By navigating to Powerstore manager, we can see that the size has been updated as well, if we go to the file systems tab, we can see our file system which has been created by the CSI driver and represents the RWX K8s persistent volume, under the NFS exports tab we can see that that CSI driver automatically added read & write permission to all the worker nodes as each application pod is running on a different node, while all pods need read & write access at the same time.
Every time I refresh the application web page, the visit count number written to the persistent volume increases and is pulled from a different pod, this clearly illustrates the need of cloud native application these days for readwritemany volume capabilities.

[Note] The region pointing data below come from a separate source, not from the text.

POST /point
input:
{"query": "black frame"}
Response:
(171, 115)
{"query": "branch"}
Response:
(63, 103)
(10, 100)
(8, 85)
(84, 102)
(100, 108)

Now let’s say that we are expecting an increase in the number of visits to the site, and we need to scale up the number of pods, with K8s and the Powerstore CSI driver, it’s as simple as a click of a button, or a single kubectl command, depends on what type of person you are. If we go back to our website, we can see that we are being redirected to the new pods that were added to the deployment as well as the existing pods, both connected to the same readwritemany persistent volume.
Now, let’s say that our persistent volume is running out of space and we need to increase its size without impacting the web app itself.
Again, all we have to do is to go to the persistent volume claim object and edit its size, let’s say we want to double the size from 50GB to 100GB, then we just click save and the change is reflected in K8s and well as the share itself on Powerstore with zero impact on the app.